Entropy Based Feature Selection

Entropy Based Feature Selection

Welcome! This workshop is from Winder.ai. Sign up to receive more free workshops, training and videos.

One simple way to evaluate the importance of features (something we will deal with later) is to calculate the entropy for prospective splits.

In this example, we will look at a real dataset called the “mushroom dataset”. It is a large collection of data about poisonous and edible mushrooms.

Attribute Information: (classes: edible=e, poisonous=p) 1. cap-shape: bell=b,conical=c,convex=x,flat=f, knobbed=k,sunken=s 2. cap-surface: fibrous=f,grooves=g,scaly=y,smooth=s 3. cap-color: brown=n,buff=b,cinnamon=c,gray=g,green=r, pink=p,purple=u,red=e,white=w,yellow=y 4. bruises?: bruises=t,no=f 5. odor: almond=a,anise=l,creosote=c,fishy=y,foul=f, musty=m,none=n,pungent=p,spicy=s

# Load the data with a library called pandas.
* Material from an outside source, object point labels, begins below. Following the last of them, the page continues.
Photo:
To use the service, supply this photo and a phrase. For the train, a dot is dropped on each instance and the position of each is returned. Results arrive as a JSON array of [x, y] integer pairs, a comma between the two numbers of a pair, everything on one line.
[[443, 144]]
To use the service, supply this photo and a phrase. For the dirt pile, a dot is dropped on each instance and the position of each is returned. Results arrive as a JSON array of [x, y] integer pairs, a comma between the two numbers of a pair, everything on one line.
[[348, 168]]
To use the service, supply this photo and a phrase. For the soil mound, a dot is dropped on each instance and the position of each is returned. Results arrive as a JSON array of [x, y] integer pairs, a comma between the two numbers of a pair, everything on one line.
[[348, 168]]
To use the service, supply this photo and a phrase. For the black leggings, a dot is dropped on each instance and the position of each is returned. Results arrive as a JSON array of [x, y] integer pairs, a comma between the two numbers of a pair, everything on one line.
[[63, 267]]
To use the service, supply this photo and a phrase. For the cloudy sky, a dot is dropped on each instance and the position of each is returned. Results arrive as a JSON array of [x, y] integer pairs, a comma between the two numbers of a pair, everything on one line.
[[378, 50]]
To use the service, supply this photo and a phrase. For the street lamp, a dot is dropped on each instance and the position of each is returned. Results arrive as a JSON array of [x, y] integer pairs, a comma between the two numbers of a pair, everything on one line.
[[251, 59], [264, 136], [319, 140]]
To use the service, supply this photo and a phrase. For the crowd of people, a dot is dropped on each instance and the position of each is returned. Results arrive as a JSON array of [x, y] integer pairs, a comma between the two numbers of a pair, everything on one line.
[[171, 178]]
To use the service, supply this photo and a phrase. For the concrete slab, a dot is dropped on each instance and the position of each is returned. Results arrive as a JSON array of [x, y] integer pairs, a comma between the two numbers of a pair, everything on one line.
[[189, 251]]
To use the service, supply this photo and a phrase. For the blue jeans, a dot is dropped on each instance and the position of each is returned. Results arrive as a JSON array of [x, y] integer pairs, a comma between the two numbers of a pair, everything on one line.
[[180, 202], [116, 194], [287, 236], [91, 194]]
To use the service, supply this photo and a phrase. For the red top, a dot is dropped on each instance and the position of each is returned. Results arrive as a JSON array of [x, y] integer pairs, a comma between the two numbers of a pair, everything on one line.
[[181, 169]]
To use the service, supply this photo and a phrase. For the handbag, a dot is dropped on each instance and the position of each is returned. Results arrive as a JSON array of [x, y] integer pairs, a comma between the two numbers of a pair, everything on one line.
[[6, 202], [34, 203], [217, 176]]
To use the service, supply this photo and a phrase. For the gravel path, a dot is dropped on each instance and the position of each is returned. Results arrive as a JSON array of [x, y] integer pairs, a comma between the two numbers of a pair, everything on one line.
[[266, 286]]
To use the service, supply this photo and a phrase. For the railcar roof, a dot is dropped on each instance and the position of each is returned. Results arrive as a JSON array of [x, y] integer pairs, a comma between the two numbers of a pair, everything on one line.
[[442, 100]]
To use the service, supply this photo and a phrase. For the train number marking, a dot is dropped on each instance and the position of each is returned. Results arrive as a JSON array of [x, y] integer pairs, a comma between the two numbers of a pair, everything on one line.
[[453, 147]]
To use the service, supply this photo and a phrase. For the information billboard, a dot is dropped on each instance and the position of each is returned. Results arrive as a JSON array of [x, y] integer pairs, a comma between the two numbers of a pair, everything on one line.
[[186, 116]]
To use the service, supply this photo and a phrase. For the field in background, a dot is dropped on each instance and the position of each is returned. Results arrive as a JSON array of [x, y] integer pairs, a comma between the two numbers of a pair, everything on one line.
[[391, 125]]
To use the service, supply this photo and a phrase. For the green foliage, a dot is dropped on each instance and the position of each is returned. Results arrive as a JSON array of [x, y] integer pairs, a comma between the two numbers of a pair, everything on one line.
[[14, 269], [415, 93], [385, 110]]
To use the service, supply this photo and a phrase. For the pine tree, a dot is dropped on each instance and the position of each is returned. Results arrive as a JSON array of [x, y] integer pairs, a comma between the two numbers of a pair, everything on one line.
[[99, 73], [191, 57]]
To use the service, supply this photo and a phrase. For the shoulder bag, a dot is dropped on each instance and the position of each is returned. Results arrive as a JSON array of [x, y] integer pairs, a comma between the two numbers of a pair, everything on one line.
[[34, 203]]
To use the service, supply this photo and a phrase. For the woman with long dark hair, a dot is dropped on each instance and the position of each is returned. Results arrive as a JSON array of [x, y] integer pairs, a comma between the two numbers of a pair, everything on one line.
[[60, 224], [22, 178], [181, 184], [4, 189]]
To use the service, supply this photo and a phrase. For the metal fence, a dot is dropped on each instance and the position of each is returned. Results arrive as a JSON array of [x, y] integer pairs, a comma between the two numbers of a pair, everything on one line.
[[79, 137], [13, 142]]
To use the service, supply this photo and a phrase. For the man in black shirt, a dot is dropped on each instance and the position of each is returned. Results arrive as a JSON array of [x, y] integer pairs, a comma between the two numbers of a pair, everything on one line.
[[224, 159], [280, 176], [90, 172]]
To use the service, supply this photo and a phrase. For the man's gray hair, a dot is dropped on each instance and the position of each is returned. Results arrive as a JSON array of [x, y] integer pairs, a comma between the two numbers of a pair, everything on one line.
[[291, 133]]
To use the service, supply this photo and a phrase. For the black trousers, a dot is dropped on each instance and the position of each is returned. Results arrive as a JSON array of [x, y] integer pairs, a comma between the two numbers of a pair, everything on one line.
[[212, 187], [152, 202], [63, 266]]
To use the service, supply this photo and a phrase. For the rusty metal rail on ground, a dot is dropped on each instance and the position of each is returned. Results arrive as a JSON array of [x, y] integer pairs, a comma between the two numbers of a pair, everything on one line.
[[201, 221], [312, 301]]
Pandas is very cool, and we will be using it a lot.
import pandas as pd
import numpy as np

# We're going to use the display module to embed some outputs
from IPython.display import display

# Read data using Pandas from the UCI data repository.
feature_names = ["poisonous", "cap-shape", "cap-surface", "cap-color", "bruises?", "odor", "gill-attachment", "gill-spacing", "gill-size", "gill-color", "stalk-shape", "stalk-root", "stalk-surface-above-ring", "stalk-surface-below-ring", "stalk-color-above-ring", "stalk-color-below-ring", "veil-type", "veil-color", "ring-number", "ring-type", "spore-print-color", "population", "habitat"]
X = pd.read_csv("https://archive.ics.uci.edu/ml/machine-learning-databases/mushroom/agaricus-lepiota.data", header=0, names=feature_names)
y = X["poisonous"]                      # Select target label
X.drop(['poisonous'], axis=1, inplace=True)   # Remove target label from dataset
display(X.head())                       # Show some data

y = y.map({"e": 0, "p": 1})             # Mapping the classes to zeros and ones, not strictly necessary.
display(y.head())

cap-shapecap-surfacecap-colorbruises?odorgill-attachmentgill-spacinggill-sizegill-colorstalk-shape...stalk-surface-below-ringstalk-color-above-ringstalk-color-below-ringveil-typeveil-colorring-numberring-typespore-print-colorpopulationhabitat
0xsytafcbke...swwpwopnng
1bswtlfcbne...swwpwopnnm
2xywtpfcnne...swwpwopksu
3xsgfnfwbkt...swwpwoenag
4xyytafcbne...swwpwopkng

5 rows × 22 columns

0    0
1    0
2    1
3    0
4    0
Name: poisonous, dtype: int64
# This is the entropy method we defined in the Entropy workshop
def entropy(y):
    probs = [] # Probabilities of each class label
    for c in set(y): # Set gets a unique set of values. We're iterating over each value
        num_same_class = sum(y == c)  # Remember that true == 1, so we can sum.
        p = num_same_class / len(y) # Probability of this class label
        probs.append(p)
    return np.sum(-p * np.log2(p) for p in probs)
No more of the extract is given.